Station α is a room.

Welcome
An Interactive Fiction
Release 1 / Serial number 230212 / Inform 7 build 6M62 (I6/v6.34 lib 6/12N) SD

Station

>

I can solve this by setting the printed name, of course, but I would really like to have everything.

Sadly no, Inform 7 does not support Unicode outside of quoted strings. You’re limited to Latin-1.

This is something that I hope will change now that it’s open-source, though.

3 Likes

I’m surprised that it doesn’t report an error when you try this. The non-Latin1 characters seem to be entirely ignored in the source.

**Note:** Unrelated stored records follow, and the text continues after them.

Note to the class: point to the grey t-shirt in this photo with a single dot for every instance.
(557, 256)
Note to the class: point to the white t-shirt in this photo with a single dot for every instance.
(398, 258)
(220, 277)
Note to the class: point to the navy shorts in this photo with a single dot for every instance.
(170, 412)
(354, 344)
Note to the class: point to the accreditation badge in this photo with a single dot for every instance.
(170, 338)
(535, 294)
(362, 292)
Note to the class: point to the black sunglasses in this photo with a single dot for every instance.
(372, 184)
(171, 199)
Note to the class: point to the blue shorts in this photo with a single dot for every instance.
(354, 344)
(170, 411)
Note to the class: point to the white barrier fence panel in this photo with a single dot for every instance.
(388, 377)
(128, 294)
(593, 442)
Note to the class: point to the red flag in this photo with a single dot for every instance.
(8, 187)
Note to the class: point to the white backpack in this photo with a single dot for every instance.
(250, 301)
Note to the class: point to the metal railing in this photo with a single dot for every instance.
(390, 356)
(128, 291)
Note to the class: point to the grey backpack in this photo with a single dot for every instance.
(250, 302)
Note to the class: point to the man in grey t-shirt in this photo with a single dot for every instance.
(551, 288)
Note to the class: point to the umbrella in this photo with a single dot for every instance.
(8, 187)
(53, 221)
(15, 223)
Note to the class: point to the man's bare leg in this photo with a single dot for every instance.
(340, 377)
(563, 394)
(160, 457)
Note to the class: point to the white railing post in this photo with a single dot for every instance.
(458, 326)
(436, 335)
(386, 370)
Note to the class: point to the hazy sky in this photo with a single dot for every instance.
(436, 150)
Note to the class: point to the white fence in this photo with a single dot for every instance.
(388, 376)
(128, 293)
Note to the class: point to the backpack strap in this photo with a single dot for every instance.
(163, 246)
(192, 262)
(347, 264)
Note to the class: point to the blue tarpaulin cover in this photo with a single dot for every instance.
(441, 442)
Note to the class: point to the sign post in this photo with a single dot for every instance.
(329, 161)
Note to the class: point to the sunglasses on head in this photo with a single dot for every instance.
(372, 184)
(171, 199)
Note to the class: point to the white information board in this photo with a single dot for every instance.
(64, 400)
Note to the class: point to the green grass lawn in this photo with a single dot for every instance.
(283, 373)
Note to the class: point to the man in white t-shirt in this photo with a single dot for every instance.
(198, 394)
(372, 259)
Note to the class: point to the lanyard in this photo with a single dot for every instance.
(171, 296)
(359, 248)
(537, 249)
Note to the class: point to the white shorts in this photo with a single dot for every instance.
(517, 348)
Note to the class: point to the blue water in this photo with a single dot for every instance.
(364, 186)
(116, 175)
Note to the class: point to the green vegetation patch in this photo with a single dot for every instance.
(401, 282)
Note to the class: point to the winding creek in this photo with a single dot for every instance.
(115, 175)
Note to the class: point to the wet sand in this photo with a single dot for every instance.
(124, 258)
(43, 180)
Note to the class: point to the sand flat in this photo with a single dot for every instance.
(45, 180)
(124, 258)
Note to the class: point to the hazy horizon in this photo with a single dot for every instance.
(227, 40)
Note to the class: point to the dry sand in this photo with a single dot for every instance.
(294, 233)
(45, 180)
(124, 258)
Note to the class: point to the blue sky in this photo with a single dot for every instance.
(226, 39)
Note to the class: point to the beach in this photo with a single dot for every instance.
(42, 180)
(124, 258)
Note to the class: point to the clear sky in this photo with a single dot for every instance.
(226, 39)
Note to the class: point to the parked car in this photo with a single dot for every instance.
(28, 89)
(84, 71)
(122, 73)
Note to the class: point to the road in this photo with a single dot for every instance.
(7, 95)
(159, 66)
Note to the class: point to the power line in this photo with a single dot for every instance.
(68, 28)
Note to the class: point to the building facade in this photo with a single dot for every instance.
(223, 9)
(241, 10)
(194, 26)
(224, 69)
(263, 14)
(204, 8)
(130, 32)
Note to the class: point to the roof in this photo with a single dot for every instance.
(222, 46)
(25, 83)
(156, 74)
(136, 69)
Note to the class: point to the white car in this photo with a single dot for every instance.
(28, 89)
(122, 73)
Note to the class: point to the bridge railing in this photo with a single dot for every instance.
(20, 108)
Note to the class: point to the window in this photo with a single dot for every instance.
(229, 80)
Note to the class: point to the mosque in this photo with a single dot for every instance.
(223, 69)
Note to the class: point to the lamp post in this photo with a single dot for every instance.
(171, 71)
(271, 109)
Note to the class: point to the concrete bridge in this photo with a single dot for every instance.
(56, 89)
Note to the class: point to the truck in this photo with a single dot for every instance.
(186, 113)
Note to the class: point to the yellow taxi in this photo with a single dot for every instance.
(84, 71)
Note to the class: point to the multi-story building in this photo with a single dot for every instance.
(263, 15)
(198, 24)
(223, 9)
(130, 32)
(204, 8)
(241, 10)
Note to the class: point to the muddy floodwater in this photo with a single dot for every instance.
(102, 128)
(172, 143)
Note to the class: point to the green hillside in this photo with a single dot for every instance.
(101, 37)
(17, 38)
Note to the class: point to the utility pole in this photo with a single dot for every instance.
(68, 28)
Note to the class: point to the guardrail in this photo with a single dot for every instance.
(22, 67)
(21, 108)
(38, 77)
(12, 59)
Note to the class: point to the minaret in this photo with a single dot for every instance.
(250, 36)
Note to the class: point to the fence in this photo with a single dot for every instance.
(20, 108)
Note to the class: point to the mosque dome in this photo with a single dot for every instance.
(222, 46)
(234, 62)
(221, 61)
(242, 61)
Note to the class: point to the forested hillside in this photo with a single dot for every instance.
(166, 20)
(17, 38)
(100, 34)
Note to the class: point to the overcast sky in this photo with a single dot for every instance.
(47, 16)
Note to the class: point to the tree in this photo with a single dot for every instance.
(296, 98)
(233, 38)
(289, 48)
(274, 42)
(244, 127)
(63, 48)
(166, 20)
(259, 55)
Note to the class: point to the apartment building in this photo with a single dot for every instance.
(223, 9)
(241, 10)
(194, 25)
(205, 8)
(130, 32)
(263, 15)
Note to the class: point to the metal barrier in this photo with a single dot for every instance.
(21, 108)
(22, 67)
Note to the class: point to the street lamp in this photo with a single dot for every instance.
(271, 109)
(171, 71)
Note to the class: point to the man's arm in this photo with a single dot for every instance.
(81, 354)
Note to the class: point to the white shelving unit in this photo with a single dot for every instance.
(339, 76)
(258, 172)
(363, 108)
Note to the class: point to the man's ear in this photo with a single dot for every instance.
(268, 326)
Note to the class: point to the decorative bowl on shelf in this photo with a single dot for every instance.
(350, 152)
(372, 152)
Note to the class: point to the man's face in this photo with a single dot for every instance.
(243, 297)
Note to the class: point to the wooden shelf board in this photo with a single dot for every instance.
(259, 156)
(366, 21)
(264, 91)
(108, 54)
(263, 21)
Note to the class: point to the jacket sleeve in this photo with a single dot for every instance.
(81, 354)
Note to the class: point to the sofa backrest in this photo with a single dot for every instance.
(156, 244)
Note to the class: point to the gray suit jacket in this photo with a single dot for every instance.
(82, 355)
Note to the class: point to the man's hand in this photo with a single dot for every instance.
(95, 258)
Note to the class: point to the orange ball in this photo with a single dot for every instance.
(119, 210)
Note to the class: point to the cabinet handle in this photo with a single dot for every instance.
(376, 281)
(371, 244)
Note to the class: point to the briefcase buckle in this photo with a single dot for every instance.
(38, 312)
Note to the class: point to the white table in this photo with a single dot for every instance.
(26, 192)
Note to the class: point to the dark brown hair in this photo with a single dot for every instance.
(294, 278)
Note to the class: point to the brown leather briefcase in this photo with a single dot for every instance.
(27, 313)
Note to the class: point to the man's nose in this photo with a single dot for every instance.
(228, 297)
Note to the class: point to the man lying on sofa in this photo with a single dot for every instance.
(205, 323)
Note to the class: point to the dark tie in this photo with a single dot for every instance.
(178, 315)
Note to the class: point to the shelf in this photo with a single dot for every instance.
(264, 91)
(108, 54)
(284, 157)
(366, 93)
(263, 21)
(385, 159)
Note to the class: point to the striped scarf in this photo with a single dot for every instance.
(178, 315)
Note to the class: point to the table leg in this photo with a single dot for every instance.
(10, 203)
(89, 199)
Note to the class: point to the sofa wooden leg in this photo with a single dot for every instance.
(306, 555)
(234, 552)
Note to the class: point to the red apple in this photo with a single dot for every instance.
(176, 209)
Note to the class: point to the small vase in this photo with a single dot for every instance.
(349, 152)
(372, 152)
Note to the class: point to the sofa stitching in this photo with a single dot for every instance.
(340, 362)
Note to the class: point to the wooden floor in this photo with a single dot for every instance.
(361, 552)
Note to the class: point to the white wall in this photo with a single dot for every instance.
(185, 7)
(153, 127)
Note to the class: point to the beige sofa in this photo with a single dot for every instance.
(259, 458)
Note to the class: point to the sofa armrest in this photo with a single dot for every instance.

you can use “the printed name of […]is”:

stationB is a room. The printed name of stationB is "Station ß".

(DISCLAIMER: I’m typing from memory)

Best regards from Italy,
dott. Piergiorgio.

Possibly, this is what OP was referring to when he wrote “I can solve this by setting the printed name, of course” :wink:

2 Likes

It looks like characters above Latin-1 in identifiers are taken to be spaces that are then treated like any other whitespace in unquoted source: excess leading or trailing whitespace is ignored; multiple spaces are converted to a single space.

This compiles:

lab is a room.

αbααx is a number that varies.

when play begins: 
now αbααx  is 12;  
now bααx  is 13;  
now αbαx  is 14;
[ showme αbx; ]
[ showme bx; ]
showme bαx;
showme b x;

and produces:

“b x” = number: 14

“b x” = number: 14

The commented out lines cause compiler errors if they’re uncommented.

1 Like

Yeah, that’s not great.

It’s reasonable for the compiler to treat non-printing characters as whitespace. (Ask me about U+202D: LEFT-TO-RIGHT OVERRIDE creeping into text.) Even Unicode punctuation and symbols could be ignored. But when letters and digits are involved, I’d like the compiler to either accept them or explain that they’re not accepted.

1 Like

Outside of identifiers, it’s weirder: some characters are converted into Latin-1 characters (like alpha to a and beta to b) and thus cause compilation errors, but others are treated per my description of unicode in identifiers. So adding this, it still compiles and prints 16.

let q be b x plus ☃︎2⚗;
say q;

On the bright side: more opportunities to drop unicode snowmen in your code!

(Edited: Now I can’t reproduce the converted to Latin-1 case, but I swear I saw a compilation fail where the error message showed the α → A, B → B conversion.)
(Further edited: never mind, now I think I was just confused.)

Looks like if a string of above-Latin-1 unicode characters are space-separated, they can become parts of identifier names that aren’t objects.

This:

xyz ß is a number variable.

to say ß (t - a text): say "ß [t].";

when play begins:
  now xyz ß is 3 + xyz ß;
  say ß "[xyz ß]";

outputs “ß 3” but if you add now xyz is 4 + xyz;, it won’t compile.